# On the Functional Test of the GPGPU Scheduler

E. Rodriguez Condia, <u>B. Du</u>, M. Sonza Reorda, L. Sterpone







RESCUE
European Training Network

#### Goal

• To propose methods for testing General Purpose GPU (GPGPU) during the operational phase for possible permanent faults.

#### Introduction

- Acceleration cards for 2D graphics
- First GPU (Nvidia GeForce 256) defined as a single-chip processor with integrated transform, lighting, triangle setup/clipping, and rendering engines that is capable of processing a minimum of 10 million polygons per second.
- General Purpose GPU as GPU expends in other applications for high performance parallel computing capability

AI, Image/Video Processing (VR/AR), Autonomous Driving ...

# The Reliability Issue

- Design Verification (Requirement, Specification, Standards)
- Manufacturer Test (post-silicon verification, burn-in test)
- In-Field Test (Power-On Self Test, BIST)
- Fault Tolerant Design
  - Physical: shielding
  - Hardware: resource replication
  - Software: temporal redundancy, check-point recovery

# Reliability Evaluation of Embedded GPGPUs for Safety Critical Applications\*

- **soft error sensitiveness** of a typical parallel algorithm, executed with different GPGPUs cache configurations.
- the same algorithm, executed with different threads distribution.
- Cooley-Tukey implementation for Fast Fourier Transform (FFT)

| Test Program | Configuration                                                                                                 |
|--------------|---------------------------------------------------------------------------------------------------------------|
| FFT_32       | 2 thread blocks, 32 threads per block,<br>block scheduler not activated,<br>thread scheduler not activated    |
| FFT_64       | 2 thread blocks, 64 threads per block,<br>block scheduler not activated,<br>thread scheduler <b>activated</b> |
| FFT_64_NOL1  | Same as FFT_64, L1 cache disabled                                                                             |

<sup>\*</sup>D. Sabena, L. Sterpone, L. Carro and P. Rech, "Reliability Evaluation of Embedded GPGPUs for Safety Critical Applications," in *IEEE Transactions on Nuclear Science*, vol. 61, no. 6, pp. 3123-3129, Dec. 2014.
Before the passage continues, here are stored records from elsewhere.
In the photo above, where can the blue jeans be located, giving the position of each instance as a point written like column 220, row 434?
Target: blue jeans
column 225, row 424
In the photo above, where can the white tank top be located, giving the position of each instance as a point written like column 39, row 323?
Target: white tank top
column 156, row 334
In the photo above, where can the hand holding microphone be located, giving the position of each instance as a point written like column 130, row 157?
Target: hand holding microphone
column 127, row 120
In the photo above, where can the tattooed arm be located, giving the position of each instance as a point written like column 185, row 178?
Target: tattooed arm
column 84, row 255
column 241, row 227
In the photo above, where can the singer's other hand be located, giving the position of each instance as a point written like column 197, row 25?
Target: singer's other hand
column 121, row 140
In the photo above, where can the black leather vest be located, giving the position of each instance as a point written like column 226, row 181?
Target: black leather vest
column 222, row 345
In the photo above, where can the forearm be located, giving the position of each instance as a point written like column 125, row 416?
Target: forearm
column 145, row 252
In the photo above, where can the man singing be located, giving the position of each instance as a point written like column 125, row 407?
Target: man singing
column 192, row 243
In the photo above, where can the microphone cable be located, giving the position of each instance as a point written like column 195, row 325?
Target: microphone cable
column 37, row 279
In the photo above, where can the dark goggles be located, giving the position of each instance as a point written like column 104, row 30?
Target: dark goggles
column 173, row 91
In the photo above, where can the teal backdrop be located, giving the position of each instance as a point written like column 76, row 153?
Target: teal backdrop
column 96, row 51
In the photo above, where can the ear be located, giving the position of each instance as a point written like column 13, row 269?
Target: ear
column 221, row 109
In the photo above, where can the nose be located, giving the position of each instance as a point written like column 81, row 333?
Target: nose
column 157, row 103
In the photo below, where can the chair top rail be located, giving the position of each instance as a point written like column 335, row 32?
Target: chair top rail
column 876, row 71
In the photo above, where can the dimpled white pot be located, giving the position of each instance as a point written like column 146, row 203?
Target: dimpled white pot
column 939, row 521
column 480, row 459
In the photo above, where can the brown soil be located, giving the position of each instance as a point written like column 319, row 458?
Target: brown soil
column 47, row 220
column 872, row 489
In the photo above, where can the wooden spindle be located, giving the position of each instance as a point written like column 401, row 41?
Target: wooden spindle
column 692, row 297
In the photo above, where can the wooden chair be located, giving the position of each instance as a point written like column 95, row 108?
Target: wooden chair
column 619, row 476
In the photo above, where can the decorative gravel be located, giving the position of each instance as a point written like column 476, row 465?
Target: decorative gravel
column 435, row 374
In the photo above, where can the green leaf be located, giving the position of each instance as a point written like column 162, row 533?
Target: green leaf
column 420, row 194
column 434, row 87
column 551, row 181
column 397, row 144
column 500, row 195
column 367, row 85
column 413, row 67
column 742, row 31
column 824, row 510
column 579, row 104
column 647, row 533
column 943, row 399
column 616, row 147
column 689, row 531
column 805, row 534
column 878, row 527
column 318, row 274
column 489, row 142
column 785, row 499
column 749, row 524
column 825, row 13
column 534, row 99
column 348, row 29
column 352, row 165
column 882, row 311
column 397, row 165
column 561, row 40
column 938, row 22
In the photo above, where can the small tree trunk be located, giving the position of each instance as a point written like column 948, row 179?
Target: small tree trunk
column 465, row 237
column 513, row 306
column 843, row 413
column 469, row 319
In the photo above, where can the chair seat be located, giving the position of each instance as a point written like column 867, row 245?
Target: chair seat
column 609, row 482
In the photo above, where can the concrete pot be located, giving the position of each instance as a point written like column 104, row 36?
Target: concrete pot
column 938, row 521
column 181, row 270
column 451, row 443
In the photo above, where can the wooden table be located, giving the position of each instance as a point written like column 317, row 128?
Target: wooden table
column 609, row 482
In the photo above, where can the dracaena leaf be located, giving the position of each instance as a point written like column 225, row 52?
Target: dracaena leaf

# Cooley-Tukey FFT Implementation

- common FFT implementation for embedded applications
- allows to reduce algorithm complexity from  $O(N^2)$  to  $O(N^*log_2N)$



At each stage a FFT
 butterfly unit combines the
 results of two smaller
 Discrete Fourier Transforms
 (DFTs) into a large DFT

# Experimental Setup

• DUT: CARMA DevKit features a Qseven NVIDIA Tegra 3 with a Quadcore ARM A9 CPU and the NVIDIA Quadro® 1000M GPGPU with 2 SM of 48 SP each for a total of 96 CUDA cores





### Experimental Results

- VESUVIO neutron facility at ISIS, Rutherford Appleton Laboratories (RAL), Didcot, UK
  - The available flux was of about 3.89·10<sup>4</sup> n/(cm<sup>2</sup>·s)
  - at room temperature
  - beam was focused on a spot with a diameter of 2 cm plus 1 cm of penumbra

#### **Error rate per FFT Stage**



### Experimental Results

- The cross section was measured dividing the number of observed error per second by the average neutron flux
- disabling the L1 caches reduces the cross section of the algorithm of 38%, while the performance overhead is not so relevant (about 4.5%)
- FFT\_32 has a 25% higher cross section than FFT\_64.
  In FF\_64, the number of instantiated thread (i.e. 64) imposes the thread scheduler to continuously swap the active threads, causing data in the L1 cache refresh frequently.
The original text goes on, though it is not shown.